A needle in a haystack

We ran two hay cannons. The 300K symbol range never went down – the sample fell below its size and could not be processed at all. So much for marketing millions of dollars once you deliver the world’s richest product. This seems to be for the API only.

The 85K version was optimized, and the version found all the needles we buried inside The Decrypt’s Dictionary: the planted line (“The Decrypt dudes read Emerge News”) and the truth (“My mother’s name is Carmen Diaz Golindano”). It is best known as a non-literal translation of Ambrose Bierce’s 1906 text.
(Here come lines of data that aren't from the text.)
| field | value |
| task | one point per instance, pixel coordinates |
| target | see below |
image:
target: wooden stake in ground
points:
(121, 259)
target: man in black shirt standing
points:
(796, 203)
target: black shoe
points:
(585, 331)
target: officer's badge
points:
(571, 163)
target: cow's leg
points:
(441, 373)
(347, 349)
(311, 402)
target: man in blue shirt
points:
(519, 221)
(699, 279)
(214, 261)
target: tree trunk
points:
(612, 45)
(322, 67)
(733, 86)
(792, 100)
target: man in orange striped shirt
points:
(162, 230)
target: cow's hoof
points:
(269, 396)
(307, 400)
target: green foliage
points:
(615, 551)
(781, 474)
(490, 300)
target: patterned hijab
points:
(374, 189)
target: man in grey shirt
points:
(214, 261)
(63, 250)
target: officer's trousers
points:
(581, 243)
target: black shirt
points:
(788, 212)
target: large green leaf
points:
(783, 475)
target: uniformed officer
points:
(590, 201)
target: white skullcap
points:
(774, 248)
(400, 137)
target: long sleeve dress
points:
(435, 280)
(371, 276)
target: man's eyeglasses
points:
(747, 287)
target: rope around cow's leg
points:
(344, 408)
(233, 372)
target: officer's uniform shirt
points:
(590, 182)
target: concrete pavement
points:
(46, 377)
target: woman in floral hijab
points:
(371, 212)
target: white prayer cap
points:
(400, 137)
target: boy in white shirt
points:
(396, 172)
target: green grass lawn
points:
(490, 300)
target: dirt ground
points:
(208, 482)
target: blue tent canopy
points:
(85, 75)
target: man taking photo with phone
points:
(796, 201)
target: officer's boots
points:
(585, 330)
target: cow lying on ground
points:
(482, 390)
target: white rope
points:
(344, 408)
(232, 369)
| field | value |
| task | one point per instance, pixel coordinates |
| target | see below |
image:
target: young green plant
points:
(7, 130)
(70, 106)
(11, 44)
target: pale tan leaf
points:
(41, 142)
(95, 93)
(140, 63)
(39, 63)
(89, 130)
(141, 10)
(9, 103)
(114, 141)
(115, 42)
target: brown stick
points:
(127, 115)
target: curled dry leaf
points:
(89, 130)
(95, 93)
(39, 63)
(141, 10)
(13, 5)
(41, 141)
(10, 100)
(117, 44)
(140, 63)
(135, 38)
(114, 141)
Then it refused to answer. Believing it was being quickly injected or deemed “outlandish,” the brand refused to report its findings. The needle was found—and Anthropic behavior studies wouldn’t allow it to say so. Security beyond the work that the model has already completed is its unusual failure.

Judgment

The pattern across all six tests is consistent: Opus 4.8 makes Claude better for what he already had, and probably worse for what was already bad. This tells you who Anthropic is targeting – coders, especially coders with money. Creative writing is well ahead of ChatGPT, sure, but the difference between 4.8, 4.7, and even 4.5 in prose is hard to see.

Developers seem like an anthropic vision of the future, and that’s certainly true of the big AI companies right now.

Then there’s the problem of branding, which is a walking meme in the AI ​​community for a reason. Anthropic deliberately made the new Opus tokenizer inefficient, so it consumes a lot of tokens to reset it quickly. Useful for builders and abuse with concrete. It leaves you with three options.

First: wait hours for your code section to restart. Second: moving to Claude Max – which is, conveniently, where Anthropic seems to be leading everyone. Third: switch to a cheaper, comparable provider—OpenAI, with longer quotas, or Chinese brands that provide comparable results at less than 25% of the cost.

It’s much harder for an average coder who can’t eat $100-to-$200 a month to move to a competitor than for a single developer to pay 10x more for a brand that may not be 10x more capable than their founders. This is the bet Anthropic is making against its foundation.

And yet the process seems to be going well. Anthropic form ready to go public at a cost of close to $1 trillion – so who are we to judge.